Впрочем, после того как слуга, подчиняясь, оставил меня в одиночестве дожидаться ответа, уверенности у меня вновь поубавилось. Настолько, что я насилу заставила себя не кинуться обратно к двустворчатым дверям.
Как Гэбриэл примет меня? Чем встретит, что подумает? Захочет ли вообще выслушать?
И — самое страшное — что ответит, если я решусь наконец высказать ему всё?..
Вернувшись, лакей слегка склонил голову:
— Прошу, мэм. Следуйте за мной, мистер Форбиден ждёт вас в гостиной.

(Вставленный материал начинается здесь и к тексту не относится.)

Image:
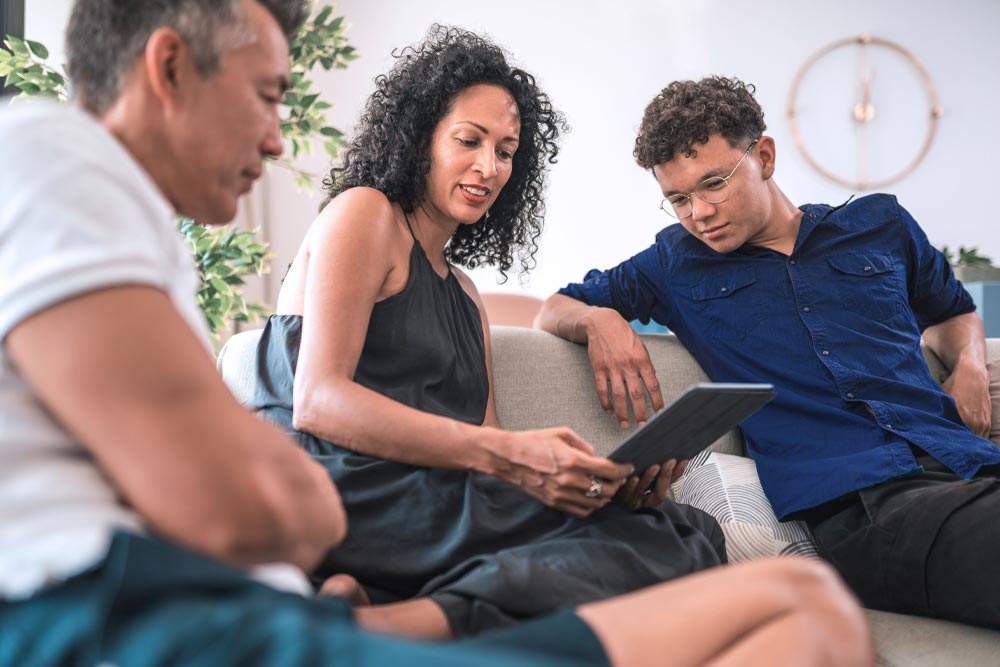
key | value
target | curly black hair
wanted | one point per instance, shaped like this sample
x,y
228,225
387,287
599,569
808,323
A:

Мосты за моей спиной вспыхнули — и, собрав волю в кулак, я направилась навстречу неизбежности.
Он ждал, стоя у камина в той самой комнате, в которой когда-то, безумно давно, поил чаем и развлекал одной из первых наших бесед. Сейчас здесь царил полумрак: просторную гостиную озарял лишь свет пламени, пляшущего на головёшках за витой чугунной решёткой, да приглушённое сияние бра над каминной полкой. При взгляде на плотно сжатые губы Гэбриэла мне снова захотелось развернуться и бежать — но, естественно, я не побежала.
Он не шагнул мне навстречу и не предложил сесть; и заговорил лишь тогда, когда лакей удалился, затворив за собой дверь.
— Мисс Лочестер. — Гэбриэл держал сцепленные руки за спиной, и голос его был холоден и отрывист. — Вы что, действительно пожаловали одна? В такой час? Пешком?
Памятуя, что молчание можно расценивать как знак согласия, я предпочла не отвечать. Лишь смотрела на него, пытаясь нащупать в себе точку равновесия, которая помогла бы мне обрести спокойствие.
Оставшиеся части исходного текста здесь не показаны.